Ironically, big business is driving the surge of tax revenue that both sides of politics are preparing to spend on voters at the looming federal election – yes, the same big companies that supposedly pay no tax. Led by the miners, including the coal miners, company tax has grown at twice the pace expected at the time of the May budget. Company tax accounts for half the projected revenue upgrade over the next four years – and the bigger part of the $9.2 billion election war chest the government included in Monday’s midyear economic and fiscal outlook.
The essential problem with this is, first, that the drawn-out task of budget repair has not yet been completed. Treasurer Josh Frydenberg has not yet actually delivered the first budget surplus since John Howard was prime minister. He’s still just forecasting one. And the treasurer who lost all grip on the nation’s finances, Wayne Swan – the treasurer that his prime minister Kevin Rudd since revealed was never up to the job – this week paraded his fantasy redistribution agenda in his new job as party president to the likely next Labor government. Second, even this uncompleted budget repair could easily be knocked off track by an overdue economic downturn that, unlike during the financial crisis a decade ago, would not have a sizeable surplus cushion to soften the blow and which would hit company profits and hiring.
Third, and most fundamentally, budget repair has failed to reverse the ratcheting up of government spending in the wake of the crisis.
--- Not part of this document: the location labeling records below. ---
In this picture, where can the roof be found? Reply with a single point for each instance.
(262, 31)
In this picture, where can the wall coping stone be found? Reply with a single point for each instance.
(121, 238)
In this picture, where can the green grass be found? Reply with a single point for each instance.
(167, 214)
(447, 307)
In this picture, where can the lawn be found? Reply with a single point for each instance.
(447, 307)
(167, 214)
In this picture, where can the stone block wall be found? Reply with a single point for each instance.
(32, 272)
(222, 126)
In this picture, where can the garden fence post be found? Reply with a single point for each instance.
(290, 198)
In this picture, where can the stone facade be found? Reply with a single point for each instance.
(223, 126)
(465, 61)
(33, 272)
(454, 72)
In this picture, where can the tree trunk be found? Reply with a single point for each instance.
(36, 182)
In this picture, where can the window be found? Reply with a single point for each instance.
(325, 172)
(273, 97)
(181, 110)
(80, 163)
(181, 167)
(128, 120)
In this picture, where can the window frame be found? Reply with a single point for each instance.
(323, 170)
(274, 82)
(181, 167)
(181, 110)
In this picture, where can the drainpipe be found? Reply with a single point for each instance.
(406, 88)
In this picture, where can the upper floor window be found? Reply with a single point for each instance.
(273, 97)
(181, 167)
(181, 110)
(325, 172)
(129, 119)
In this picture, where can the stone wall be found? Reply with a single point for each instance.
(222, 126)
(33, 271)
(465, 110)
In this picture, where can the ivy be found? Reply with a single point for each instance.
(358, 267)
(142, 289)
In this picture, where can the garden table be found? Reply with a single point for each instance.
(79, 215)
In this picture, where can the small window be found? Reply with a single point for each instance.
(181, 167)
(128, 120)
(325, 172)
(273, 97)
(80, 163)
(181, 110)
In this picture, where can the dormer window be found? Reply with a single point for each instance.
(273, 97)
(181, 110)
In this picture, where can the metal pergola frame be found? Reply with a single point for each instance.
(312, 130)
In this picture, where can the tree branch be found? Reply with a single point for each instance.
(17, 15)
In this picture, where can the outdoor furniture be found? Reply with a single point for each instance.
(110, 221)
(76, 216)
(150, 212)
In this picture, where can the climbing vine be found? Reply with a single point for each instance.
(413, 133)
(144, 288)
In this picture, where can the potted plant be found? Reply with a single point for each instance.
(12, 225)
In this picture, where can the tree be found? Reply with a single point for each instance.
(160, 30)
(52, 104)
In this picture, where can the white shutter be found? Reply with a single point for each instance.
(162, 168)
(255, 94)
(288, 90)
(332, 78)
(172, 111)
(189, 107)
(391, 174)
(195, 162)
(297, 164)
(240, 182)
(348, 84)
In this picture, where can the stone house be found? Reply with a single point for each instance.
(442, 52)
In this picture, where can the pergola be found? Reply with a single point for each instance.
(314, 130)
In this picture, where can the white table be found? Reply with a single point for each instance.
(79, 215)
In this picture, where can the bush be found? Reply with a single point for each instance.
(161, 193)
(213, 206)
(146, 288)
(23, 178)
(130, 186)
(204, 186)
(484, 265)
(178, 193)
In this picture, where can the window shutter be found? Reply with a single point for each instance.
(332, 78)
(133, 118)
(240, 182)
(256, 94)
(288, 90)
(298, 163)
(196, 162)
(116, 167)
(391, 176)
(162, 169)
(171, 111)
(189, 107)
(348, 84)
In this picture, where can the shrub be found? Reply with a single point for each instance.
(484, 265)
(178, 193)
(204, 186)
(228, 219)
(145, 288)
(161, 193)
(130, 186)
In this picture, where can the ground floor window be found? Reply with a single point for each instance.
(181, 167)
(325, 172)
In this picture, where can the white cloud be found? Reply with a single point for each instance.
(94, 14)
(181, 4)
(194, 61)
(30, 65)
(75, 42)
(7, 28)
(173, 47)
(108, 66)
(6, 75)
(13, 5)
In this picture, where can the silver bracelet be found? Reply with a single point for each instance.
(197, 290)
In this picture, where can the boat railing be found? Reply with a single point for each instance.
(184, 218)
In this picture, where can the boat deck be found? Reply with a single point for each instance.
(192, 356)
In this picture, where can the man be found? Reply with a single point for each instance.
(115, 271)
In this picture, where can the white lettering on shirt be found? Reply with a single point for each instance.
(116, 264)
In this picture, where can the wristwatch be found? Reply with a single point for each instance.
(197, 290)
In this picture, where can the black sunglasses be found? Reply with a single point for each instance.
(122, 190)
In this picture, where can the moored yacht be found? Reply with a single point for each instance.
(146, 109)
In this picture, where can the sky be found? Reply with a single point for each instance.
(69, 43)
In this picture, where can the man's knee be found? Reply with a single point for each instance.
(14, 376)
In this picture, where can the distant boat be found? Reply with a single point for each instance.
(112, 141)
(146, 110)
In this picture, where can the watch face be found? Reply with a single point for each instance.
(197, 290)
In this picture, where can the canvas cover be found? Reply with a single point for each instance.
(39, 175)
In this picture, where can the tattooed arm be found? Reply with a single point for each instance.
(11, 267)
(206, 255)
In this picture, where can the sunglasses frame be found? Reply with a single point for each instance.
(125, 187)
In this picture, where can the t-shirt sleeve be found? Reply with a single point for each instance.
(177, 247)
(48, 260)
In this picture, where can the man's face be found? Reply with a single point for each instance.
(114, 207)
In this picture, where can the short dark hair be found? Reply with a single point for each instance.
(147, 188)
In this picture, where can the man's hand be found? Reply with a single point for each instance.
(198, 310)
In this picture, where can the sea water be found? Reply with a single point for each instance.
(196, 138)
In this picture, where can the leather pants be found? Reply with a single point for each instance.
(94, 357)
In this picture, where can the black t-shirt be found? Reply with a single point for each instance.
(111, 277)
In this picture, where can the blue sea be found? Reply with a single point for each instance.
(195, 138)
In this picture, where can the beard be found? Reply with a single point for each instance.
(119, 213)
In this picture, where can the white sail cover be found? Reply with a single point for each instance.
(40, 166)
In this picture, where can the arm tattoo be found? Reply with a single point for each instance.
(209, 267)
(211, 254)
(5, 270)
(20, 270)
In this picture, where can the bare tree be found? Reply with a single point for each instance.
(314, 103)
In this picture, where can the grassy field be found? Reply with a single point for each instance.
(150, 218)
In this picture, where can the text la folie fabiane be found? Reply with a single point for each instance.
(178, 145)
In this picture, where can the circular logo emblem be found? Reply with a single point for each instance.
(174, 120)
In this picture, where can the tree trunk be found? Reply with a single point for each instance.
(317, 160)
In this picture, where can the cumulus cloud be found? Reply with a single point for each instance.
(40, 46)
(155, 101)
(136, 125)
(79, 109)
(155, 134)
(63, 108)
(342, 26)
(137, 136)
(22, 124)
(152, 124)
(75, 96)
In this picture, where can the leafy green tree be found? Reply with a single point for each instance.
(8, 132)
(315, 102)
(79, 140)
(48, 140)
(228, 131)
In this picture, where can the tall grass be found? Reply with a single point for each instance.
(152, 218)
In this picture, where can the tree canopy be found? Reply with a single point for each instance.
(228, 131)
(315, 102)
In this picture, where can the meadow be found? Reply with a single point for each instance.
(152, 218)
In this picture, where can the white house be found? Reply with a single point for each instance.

Even if nobody expects a return of the GFC, the lesson of the past 10 years is that budgets go off track easily but take years – even decades – to get back on the rails. After the political disaster of Tony Abbott and Joe Hockey’s 2014 budget, the Coalition largely raised the white flag on Labor’s spending monuments. Now it seeks to put a lid on the expansion of government by imposing a lid – 23.9 per cent of GDP – on how much of national income can be expropriated in tax. Labor let spending as a percentage of GDP blow out from 23.7 percent on taking office in 2007-2008 to 26 per cent by 2013-2014. But in six years of government, the Coalition has barely pulled that back: it will be 25.4 per cent this financial year, and still only 24.7 per cent in 2021-2022. Scott Morrison’s first budget in 2016 was a me-too affair that followed Labor’s lead on education and disability spending funded by a populist extra tax on the banks.
Treasurer Josh Frydenberg has not yet actually delivered the first budget surplus since John Howard was prime minister. He’s still just forecasting one. MICK TSIKAS
With government spending ratcheted up, a creaky and inefficient tax system has to be pushed to the limit to raise the revenue required to fund it. Labor does not even have the brake of the Coalition’s self-imposed tax cap to hold it back its tax-spend-and-redistribute agenda. While increasing the overall tax take, Labor has sought to deliver tax cuts to middle and lower income taxpayers through rebates that complicate the tax system, rather than genuine reform to sharpen the incentives to work, save and invest. It’s problem is that fair dinkum tax cuts would flow through to those who already pay the most tax, and who Labor wants to slug more. But, because it has not been able to counter Labor’s spending fetish, the Coalition is struggling to lighten the tax burden holding back the economy. Even its foreshadowed new income tax cuts would likely hardly return bracket creep. Workers still face a rising average tax rate.
Rather than glib slogans promising a return to some lost fair go, the next Australian government should focus on seeking value for money in providing public services including health and education, sustaining a genuine social safety net and maintaining national security. It should pursue genuine tax reform to promote the economic growth that will deliver a bigger tax base that, in turn, will support such public services as Australia’s population ages. And it should anticipate the likelihood that, after 27 years on uninterrupted growth, Australia’s economy is overdue for a cyclical downturn that would quickly reverse the tortured past decade of budget repair.